転写超複合体による植物細胞周期の包括的制御とその分子実体

2014 Fiscal Year Research-status Report

• Project/Area Number: 26660290
• Research Institution: Nagoya University
• Principal Investigator: 伊藤 正樹 名古屋大学, 生命農学研究科, 准教授 (10242851)
• Project Period (FY): 2014-04-01 – 2016-03-31
• Keywords: 転写因子複合体 / 細胞周期 / Myb転写因子 / E2F / シロイヌナズナ

Outline of Annual Research Achievements

・ MYB3R3-GFPおよびGFP-MYB3R4形質転換体を用いた免疫沈降実験から、それぞれのMYB3Rは共にE2FおよびE2Fと相互作用することが知られるRBR1を含むタンパク質複合体を形成していることが示唆された。この結果から、ヒトやショウジョウバエで知られるDREAM complexに対応するタンパク質複合体が植物に存在し、それらが多様な細胞周期関連遺伝子を制御しているものと考えられた。
・ MYB3R3-GFPを用いた免疫沈降による複合体解析の結果、進化的に保存されたDREAM complexの構成因子に対応するシロイヌナズナのホモログが検出された。これらには、LIN54/Mip120, LIN9/Mip130に対応するシロイヌナズナのタンパク質（ALY2, ALY3, TCX5）などがあった。この複合体解析の精度を上げることで、未知の構成タンパク質を含む複合体の実体が同定されると期待される。
・ in vitroにおいてタンパク質間相互作用を解析する新手法AlphaScreenを利用して、MYB3R3およびMYB3R4が、予想されるDREAM complexの構成因子と相互作用するかどうか解析した。興味深いことにin vitro translationに用いたWheat germ extract中でタンパク質複合体の再構成が起こっていると示す結果が得られた。今後、この再構成系を使って構成因子の特定、さらに未知の構成因子の同定を行うことができると期待される。
・ ヒトやショウジョウバエのDREAM complexの構成因子LIN9/Mip130に相同な遺伝子は、シロイヌナズナに3個存在している（Aly1, 2および3）。これらの遺伝子の変異を組み合わせた多重変異体を作出し、表現型解析を行った。２つの遺伝子に変異を持つ2重変異体では植物の成長に大きな違いは見られなかった。一方、3重変異体は単離されず、多重変異体の胚発生の様子を観察した結果から、ALY1-3は機能重複しており、その機能は胚発生に必須であることが示唆された。

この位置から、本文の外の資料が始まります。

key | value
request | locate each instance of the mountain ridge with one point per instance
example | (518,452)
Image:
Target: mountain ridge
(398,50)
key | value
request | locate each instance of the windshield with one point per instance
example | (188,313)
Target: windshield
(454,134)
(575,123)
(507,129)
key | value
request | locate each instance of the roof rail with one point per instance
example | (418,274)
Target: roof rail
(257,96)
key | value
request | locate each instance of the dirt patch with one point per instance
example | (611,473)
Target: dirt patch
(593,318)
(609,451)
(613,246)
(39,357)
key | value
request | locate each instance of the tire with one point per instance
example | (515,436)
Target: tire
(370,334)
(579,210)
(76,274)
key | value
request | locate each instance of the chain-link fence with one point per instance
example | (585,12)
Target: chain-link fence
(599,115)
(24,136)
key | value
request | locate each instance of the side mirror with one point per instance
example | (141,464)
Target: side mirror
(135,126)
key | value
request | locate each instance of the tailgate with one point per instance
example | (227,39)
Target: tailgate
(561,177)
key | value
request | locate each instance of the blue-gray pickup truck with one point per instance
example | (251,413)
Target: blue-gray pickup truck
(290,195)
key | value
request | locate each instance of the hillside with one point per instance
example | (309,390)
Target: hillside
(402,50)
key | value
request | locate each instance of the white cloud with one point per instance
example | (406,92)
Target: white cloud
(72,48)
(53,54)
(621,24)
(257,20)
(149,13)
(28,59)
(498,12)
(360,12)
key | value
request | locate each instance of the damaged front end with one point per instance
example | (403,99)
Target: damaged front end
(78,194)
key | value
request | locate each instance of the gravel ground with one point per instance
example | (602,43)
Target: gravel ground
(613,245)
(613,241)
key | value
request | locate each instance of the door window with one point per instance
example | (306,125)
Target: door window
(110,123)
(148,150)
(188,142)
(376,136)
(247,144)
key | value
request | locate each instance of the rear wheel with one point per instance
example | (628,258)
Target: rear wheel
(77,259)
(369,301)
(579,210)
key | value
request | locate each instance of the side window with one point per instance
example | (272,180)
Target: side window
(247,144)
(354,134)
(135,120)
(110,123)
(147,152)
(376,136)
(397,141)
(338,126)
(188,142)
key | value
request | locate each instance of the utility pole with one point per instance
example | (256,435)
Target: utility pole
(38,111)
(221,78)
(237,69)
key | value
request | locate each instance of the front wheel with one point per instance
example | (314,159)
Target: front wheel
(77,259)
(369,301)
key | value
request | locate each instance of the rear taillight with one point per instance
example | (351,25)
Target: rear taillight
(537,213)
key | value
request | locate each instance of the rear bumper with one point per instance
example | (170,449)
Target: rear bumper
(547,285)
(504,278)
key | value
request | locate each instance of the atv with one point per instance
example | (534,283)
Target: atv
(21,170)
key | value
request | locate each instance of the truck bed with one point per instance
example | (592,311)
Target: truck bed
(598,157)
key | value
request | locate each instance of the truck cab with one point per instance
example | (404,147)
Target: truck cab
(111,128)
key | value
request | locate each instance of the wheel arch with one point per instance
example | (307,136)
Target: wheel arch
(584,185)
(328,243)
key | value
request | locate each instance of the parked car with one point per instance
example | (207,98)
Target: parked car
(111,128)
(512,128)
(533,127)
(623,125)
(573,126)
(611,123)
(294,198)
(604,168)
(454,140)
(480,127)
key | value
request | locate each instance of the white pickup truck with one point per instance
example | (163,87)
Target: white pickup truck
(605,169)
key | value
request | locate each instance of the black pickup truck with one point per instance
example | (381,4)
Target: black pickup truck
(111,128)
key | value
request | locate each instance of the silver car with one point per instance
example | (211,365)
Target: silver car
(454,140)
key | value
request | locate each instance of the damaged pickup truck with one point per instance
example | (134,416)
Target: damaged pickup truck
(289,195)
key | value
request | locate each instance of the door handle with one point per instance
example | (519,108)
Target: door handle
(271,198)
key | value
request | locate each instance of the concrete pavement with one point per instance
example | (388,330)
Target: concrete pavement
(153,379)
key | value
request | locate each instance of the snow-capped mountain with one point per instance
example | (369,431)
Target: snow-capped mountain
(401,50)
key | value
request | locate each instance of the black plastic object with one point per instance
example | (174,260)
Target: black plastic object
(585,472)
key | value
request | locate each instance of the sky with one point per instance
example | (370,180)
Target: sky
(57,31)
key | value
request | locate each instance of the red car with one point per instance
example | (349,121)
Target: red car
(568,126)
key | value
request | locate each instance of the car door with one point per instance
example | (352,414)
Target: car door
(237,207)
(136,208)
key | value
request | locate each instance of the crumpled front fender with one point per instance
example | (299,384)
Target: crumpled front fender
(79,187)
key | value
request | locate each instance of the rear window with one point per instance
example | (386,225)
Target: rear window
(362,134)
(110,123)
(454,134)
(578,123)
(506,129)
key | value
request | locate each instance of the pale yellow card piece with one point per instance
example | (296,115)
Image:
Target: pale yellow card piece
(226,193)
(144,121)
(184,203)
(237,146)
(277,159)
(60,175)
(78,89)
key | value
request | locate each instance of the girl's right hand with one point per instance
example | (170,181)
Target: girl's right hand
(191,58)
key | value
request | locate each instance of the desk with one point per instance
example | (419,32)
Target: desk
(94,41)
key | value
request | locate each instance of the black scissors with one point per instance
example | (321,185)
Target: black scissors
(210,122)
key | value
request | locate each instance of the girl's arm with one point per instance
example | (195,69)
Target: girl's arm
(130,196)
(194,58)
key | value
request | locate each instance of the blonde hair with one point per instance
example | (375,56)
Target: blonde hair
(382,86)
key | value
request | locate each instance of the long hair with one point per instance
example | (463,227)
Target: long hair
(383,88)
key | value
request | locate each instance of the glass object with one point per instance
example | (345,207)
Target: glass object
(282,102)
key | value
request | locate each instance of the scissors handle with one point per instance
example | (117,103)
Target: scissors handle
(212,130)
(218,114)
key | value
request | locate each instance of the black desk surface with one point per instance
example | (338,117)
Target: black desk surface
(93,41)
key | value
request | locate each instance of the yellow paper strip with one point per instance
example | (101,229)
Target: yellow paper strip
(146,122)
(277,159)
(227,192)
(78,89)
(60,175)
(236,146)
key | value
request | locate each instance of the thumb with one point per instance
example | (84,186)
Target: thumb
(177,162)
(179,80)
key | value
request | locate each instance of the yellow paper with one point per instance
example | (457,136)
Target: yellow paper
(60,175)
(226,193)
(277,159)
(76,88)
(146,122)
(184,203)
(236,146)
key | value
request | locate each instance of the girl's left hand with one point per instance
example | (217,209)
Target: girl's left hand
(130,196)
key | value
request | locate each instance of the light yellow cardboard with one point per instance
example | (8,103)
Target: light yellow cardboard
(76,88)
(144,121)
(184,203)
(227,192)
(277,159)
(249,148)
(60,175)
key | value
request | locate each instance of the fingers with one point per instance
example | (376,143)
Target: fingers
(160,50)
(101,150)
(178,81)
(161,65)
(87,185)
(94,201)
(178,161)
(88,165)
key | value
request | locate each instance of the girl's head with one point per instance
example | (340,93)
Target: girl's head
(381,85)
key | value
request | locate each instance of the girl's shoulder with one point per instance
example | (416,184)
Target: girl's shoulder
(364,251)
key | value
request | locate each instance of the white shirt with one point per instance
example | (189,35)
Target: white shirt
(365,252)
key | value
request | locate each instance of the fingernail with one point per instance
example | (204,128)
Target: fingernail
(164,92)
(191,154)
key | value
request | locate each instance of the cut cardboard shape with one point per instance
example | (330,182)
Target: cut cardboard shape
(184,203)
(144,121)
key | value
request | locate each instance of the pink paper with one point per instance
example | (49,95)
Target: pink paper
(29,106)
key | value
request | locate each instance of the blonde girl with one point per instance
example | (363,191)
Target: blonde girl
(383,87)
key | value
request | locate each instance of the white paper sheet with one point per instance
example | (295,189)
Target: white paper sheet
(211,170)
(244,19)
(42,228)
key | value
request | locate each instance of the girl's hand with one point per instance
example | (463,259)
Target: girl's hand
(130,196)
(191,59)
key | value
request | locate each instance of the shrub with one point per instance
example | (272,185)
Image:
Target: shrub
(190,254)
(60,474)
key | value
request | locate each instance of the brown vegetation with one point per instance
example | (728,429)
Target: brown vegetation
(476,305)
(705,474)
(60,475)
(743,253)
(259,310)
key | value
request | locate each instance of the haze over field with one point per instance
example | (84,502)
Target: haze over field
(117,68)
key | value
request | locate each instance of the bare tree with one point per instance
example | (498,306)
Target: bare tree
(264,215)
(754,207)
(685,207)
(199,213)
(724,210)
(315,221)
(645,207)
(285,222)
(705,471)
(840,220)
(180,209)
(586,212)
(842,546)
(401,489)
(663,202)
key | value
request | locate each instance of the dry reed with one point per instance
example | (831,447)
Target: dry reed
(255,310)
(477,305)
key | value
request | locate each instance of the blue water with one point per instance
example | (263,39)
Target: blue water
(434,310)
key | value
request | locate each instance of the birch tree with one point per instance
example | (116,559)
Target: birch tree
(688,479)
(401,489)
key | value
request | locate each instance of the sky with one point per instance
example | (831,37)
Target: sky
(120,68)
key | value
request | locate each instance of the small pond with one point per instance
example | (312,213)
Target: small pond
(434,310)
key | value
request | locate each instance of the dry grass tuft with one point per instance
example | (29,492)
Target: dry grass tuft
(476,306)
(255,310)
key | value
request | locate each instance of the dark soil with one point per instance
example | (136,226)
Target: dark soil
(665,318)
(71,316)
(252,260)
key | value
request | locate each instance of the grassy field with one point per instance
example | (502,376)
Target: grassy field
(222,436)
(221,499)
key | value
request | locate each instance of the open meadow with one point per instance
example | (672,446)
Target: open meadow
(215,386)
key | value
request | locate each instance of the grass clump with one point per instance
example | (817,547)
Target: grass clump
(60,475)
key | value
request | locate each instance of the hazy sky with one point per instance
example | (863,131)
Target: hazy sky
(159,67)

Current Status of Research Progress

2: Research has progressed on the whole more than it was originally planned.

Reason

抑制型MYB3R（MYB3R3）および活性化型MYB3R（MYB3R4）の双方がタンパク質複合体を作っていること、それらがE2FやRBR1を含むDREAM complexに類似の複合体として存在していることを示すことができた。さらに、MYB3R3とMYB3R4はそれぞれことなるE2F分子種と複合体をつくっていることから、それらは別々の複合体として存在しており、葉の発生において異なるタイミングで発現することも示唆された。一方、免疫沈降物の質量分析により構成タンパク質の網羅的な同定を試み、予想されるタンパク質の一部は検出されたが、現在までに複合体全体の解明には至っていない。予想される構成因子の機能解析にも着手しており、ALY1-3については、その機能が胚発生に必須であることが示唆された。一方で、その他の候補タンパク質については、まだ始まったばかりであり、表現型解析と共に遺伝子発現に対する効果を調べる必要がある。さらにMYB3Rを含めた因子間の遺伝学的な相互作用について準備を進める必要がある。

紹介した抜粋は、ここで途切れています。